The January, 2002 issue of Wired has an article on e-gold, the online payment system founded by retired oncologist Douglas Jackson. Much of the article discusses e-gold's misguided effort to link up with Islamic fundamentalists who want to overthrow capitalism. They are setting up a spinoff, e-dinar, for use in the Muslim world. This brilliant marketing tactic is not going too well even by the modest standards of what passes for success around the e-gold offices, especially since 9/11. Of course the cypherpunk interest in e-gold revolves around its vaunted privacy protection. The article provides a much-needed dose of reality to those who still harbor fantasies that e-gold is interested in protecting the privacy of its customers. Those who participated in the fractious debates between e-gold founders and its customers in the early days will remember the company's sniff of dismissal at "elite ivovy-tower" arguments in favor of its privacy. Alaskan attorney Daniel J. Boone in particular made a number of principled appeals to e-gold officials to hold to their early promises of privacy protection, to no avail. Here is what the article has to say about the use of e-gold by pyramid schemes (euphemistically caled HYIPs, high-yield investment programs):
For his part, Jackson vigorously denies HYIPs account for anything approaching a substantial portion of e-gold traffic. "These are piddly-ass little things," he says. "When you actually run one of these things down, they're pathetic." Still, he concedes, they're a PR liability, and he and his staff have been working hard to squeeze them out of the system. They've instituted "know your customer" rules to identify suspected swindlers, and they've cooperated amicably with law enforcement. When SEC staffers came to G&SR's offices last May to review the accounts of one of the biggest e-gold schemes ever - the self-styled "Christian-based humanitarian organization" E-Biz Ventures, shut down after allegedly inflicting losses of $8.5 million on investors - they were welcomed with coffee, bagels, and a conference room of their own. J. Chris Condren, the attorney charged with recovering E-Biz investors' money, has only good things to say about e-gold. "They've answered every question we've asked them, they've responded to every subpoena, every request for information."

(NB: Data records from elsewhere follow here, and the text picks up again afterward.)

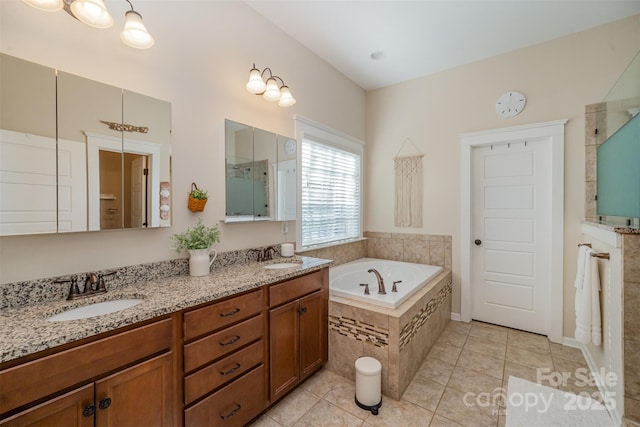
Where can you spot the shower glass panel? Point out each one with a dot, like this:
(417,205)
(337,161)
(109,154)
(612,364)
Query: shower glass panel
(619,173)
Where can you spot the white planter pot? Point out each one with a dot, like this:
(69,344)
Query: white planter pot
(200,261)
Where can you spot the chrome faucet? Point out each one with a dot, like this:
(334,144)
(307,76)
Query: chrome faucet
(381,289)
(268,253)
(93,284)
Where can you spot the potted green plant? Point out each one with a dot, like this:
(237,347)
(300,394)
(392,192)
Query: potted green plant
(197,198)
(197,241)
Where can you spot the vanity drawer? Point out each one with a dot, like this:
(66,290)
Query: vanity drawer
(295,288)
(223,371)
(233,405)
(208,319)
(224,342)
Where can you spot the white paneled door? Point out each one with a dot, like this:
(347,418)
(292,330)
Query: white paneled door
(511,233)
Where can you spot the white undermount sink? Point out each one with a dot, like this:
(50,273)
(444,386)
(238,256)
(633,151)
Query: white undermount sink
(94,310)
(282,265)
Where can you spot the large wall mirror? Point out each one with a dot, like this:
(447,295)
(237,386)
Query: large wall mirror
(97,157)
(260,174)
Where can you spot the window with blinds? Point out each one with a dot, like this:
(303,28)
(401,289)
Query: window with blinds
(330,194)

Jackson is lying about the unimportance of HYIPs. Independent e-gold vendors estimate 30, 50 or as much as 90 percent of e-gold transactions go into pyramid scams, and the largest single holding in the system belongs to a shut-down Ponzi. But more importantly, we can plainly see the company's anti-privacy policies in action. Any business has a basic philosophy, implicit or explicit, and their actions reflect and reveal that philosophy. Jackson and e-gold only pay lip service to the goals of financial privacy. Their actions reveal their true feelings: that privacy just gets in the way of business success. It seems hard to believe that a currency which aims to attract libertarians and "gold bugs" would put customer privacy at such a low priority. And no doubt these policies account in part for the slow growth rate of the currency compared to successful ventures like PayPal. Nevertheless this should be a cautionary tale for any payment system which purports to offer privacy as a selling point. Criminals love privacy, they love anonymity. Remailer operators soon find that a substantial majority of the messages they send contain nothing but harrassment and threats. Few customers use anonymity services for positive purposes, to protect their privacy while engaging in legitimate activities. With most people, if they have nothing to hide, they don't hide it. Only paranoids and extremists will adopt anonymity technologies without nefarious purposes in mind. Anyone proposing to offer new services for privacy and anonymity should be prepared to deal with the onslaught of criminals who will use the system for bad ends.